Hive offers several collection data types: struct, map and array. These data types don’t necessarily make a lot of sense if you are moving the data from the well-structured world of the RDBMS but if you are working directly with application generated data or data that is less-structured then this could be a great capability to have in your arsenal.
struct, like in most programming languages, allows you to define a structure with established columns and data types. For example, a column could be called address and be declared as:
address struct<street:string, city:string, state:string, zipcode:int>
When referring to these columns, you would reference it like address.street.
map is a little less structured; instead of predefining the sub-attributes of this column you define a key-value and declare the data type for each. For example, an acceptable map could be:
preferences map<pref_code string, pref_value string>
This gives you the flexibility to add really whatever you want – so long as the first value (key) is the right data type and the second value (actual value) matches also.
select preferences["email_offers"] from dim_customer;
Finally, array allows you to store n number of values of the same data type – and functionally speaking the same type of business object, too. In other words, you wouldn’t use an array unless the objects represented the same type of information and using the same data type. An example where an array could be used:
household_ages array[smallint]
You can put all this together into a single example to see how one might use this — again given the existing structure of the data. You probably wouldn’t convert existing structured data into this type of format .
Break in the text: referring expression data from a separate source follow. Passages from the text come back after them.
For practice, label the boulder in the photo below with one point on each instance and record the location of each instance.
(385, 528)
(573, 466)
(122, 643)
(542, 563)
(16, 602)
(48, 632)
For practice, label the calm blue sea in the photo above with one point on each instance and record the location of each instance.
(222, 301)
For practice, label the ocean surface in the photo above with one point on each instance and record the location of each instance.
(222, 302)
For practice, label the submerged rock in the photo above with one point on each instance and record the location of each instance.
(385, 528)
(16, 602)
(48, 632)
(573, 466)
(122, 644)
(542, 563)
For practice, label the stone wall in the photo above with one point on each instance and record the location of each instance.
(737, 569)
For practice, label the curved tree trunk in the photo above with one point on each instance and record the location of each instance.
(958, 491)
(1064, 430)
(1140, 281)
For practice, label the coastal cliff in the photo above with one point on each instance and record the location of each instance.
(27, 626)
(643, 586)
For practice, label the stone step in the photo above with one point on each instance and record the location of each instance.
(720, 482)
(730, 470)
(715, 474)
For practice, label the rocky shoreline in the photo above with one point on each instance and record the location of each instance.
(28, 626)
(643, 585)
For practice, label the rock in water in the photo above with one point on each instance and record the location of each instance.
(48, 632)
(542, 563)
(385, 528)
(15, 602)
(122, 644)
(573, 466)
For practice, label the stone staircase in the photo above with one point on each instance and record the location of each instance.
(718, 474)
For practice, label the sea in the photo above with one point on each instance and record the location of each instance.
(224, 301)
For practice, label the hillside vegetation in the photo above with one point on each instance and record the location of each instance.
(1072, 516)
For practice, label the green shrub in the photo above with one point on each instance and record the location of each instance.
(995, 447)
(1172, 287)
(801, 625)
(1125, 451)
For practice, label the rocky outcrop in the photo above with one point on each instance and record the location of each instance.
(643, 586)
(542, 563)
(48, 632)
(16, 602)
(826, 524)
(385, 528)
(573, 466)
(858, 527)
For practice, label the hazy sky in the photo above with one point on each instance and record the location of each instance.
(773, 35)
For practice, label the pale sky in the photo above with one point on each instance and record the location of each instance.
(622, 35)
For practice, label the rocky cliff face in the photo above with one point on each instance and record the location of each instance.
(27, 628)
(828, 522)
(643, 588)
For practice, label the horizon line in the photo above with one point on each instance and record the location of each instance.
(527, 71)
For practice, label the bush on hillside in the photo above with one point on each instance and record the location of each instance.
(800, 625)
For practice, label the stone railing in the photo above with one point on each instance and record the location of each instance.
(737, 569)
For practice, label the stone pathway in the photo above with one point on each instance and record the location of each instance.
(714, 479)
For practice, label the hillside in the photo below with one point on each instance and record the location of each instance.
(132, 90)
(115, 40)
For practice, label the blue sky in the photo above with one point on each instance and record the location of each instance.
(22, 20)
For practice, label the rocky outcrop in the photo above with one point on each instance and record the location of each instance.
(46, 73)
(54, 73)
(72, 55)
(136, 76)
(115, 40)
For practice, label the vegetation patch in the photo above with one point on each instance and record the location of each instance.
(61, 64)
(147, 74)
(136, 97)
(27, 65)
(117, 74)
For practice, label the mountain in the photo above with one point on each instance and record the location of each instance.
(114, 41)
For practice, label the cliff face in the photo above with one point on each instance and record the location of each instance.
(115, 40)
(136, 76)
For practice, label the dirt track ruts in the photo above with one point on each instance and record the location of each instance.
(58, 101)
create table dim_customer ( customer_id bigint, customer_name struct<fname:string, lname:string>, customer_addr struct<street:string, city:string, state:string, zip:int>, household_ages array<smallint>, email_prefs map<string, boolean> ) row format delimited fields terminated by '|' -- This is how each field is seperated collection items terminated by ',' -- this is how values in the struct, map and array are seperated map keys terminated by ':' -- This is how the keys in map data type are seperated from their values lines terminated by '\n' stored as textfile;
Your input data – using the delimiters above – would then look like this:
12345|John,Smith|123 Main St,New York, NY, 00000|45,40,17,13|weekly_update:true,special_clearance:true,birthday_greeting:false
And could be loaded with:
load data local inpath '/tmp/dim_customer'.dat' overwrite into table dim_customer;